During the Ming dynasty, the new Provincial Governor-General of Hangzhou, who was a direct descendant of Qin and Madam Wang, had both iron statues thrown into the West Lake under cover of night. The next day, the lake turned pitch-black and smelt of vomit. The townsfolk realized that the lake’s condition coincided with the statues' disappearance. When Official Qin arrived on the scene, the people questioned him about his relationship with Qin. Because he knew the statues had sunk to the bottom of the lake, he boasted, "If anyone can really scoop the statues out of the lake, this official is waiting to resign and ask for punishment." At that exact moment, the murky water became clear, and the statues drifted ashore as if propelled by an invisible force. The cowardly official bolted for his sedan when he saw this miraculous sight. The townsfolk pelted his sedan with rocks as he fled, many of them ripping through the curtain, giving him huge lumps on his head. That night, Official Qin escaped Hangzhou, never to be heard from again.[14]

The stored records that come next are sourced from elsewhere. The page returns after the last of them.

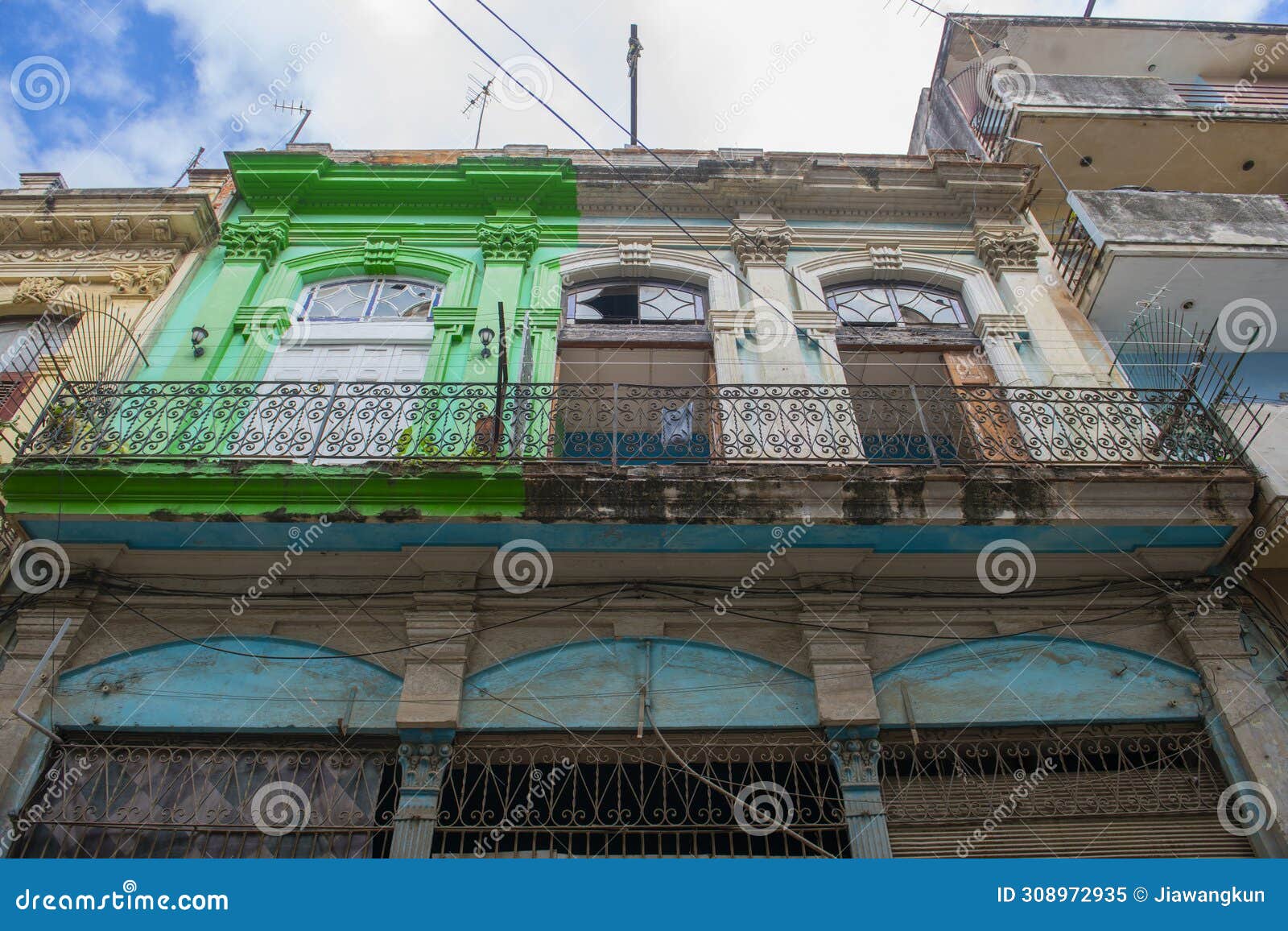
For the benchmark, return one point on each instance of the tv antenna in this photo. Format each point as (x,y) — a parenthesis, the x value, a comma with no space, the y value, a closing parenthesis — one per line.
(192,163)
(295,109)
(480,98)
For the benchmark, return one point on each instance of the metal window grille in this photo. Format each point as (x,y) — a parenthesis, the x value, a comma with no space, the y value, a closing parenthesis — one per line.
(210,800)
(621,796)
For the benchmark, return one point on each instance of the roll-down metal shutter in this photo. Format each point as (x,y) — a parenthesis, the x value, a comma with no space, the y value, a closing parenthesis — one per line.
(1067,792)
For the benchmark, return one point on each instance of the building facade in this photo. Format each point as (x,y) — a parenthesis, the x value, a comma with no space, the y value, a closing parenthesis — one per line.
(477,508)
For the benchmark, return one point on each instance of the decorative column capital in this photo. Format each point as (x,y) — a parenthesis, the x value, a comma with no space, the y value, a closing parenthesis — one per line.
(508,242)
(760,246)
(255,240)
(858,759)
(424,765)
(1008,250)
(380,254)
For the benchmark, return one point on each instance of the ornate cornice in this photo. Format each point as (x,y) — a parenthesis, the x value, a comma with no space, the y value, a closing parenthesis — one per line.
(1008,250)
(38,291)
(254,240)
(141,279)
(508,242)
(762,246)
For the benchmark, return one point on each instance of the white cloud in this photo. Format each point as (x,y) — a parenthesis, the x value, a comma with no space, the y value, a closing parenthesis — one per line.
(811,75)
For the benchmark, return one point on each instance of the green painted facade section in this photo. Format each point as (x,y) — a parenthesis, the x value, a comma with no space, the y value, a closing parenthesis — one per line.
(489,230)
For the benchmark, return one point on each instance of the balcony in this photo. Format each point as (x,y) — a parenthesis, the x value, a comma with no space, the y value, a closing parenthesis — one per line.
(1117,248)
(1105,132)
(418,424)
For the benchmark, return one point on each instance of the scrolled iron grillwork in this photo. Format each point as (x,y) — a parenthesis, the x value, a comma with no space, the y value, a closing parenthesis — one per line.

The mad monk sweeps Qin out of the templeEdit

'Qin Hui encounters the Monk of the Wind' from the Tale of the Eastern Window novel.

During the Southern Song dynasty there were two famous Buddhists named the "Crazy monk" Ji Gong and the "Mad Monk" Fengbo. Fengbo lived during the time of Yue Fei and became famous for "Sweeping Qin Hui’s face with a broom". The story is told after having Yue Fei imprisoned on false charges, Qin went to the Lingyin Temple to have his fortune read. There he was confronted by a laughing Feng Bo who asked, "Cao Cao was once a big hero, but where is he today?" The Prime Minister asked him what he meant in confusion. Fengbo said,

"The principles of heaven are clear. Loyalty and treachery are self-evident. Goodness and evil will be met by reward or retribution. You, as the Prime Minister, hold a lot of power. Why do you want to murder a man who is as important to the country as a pillar of a house? Does the safety of the nation mean nothing to you?"

Qin countered, "Who is that pillar of the country?" "General Yue Fei!" screamed Fengbo. When Qin seemed unaffected by his words, Fengbo laughed and said, "What a fool! Repent now before it is too late." He then grabbed a broom and raked it across the Prime Minister’s face and quickly ran off. Feeling embarrassed, Qin returned to the palace a defeated man.

The boldness of the monk caught the attention of the common folk. It is said he would appear in crowded areas and begin to sweep the floor, even in the cleanest of places, and proclaim "sweeping Qin" as a reminder to the people that they should band together to eliminate the traitor Qin from office. The "Mad Monk" was later raised to the level of Arahat.

The statues of the "Mad and Crazy Monks" were often seen together in various temples throughout the Southern Song dynasty. There are two such statues of these arahats in the Da Xiong Temple Hall of Zhan Tan Forest on the Jiu Hua Mountain. One of them is the "Crazy Monk" Ji Gong in the form of a deity and the other is the "Mad Monk" Fengbo holding a duster in one hand and a broom under his left armpit, standing ever ready to give the wicked Prime Minister another sweep.[15]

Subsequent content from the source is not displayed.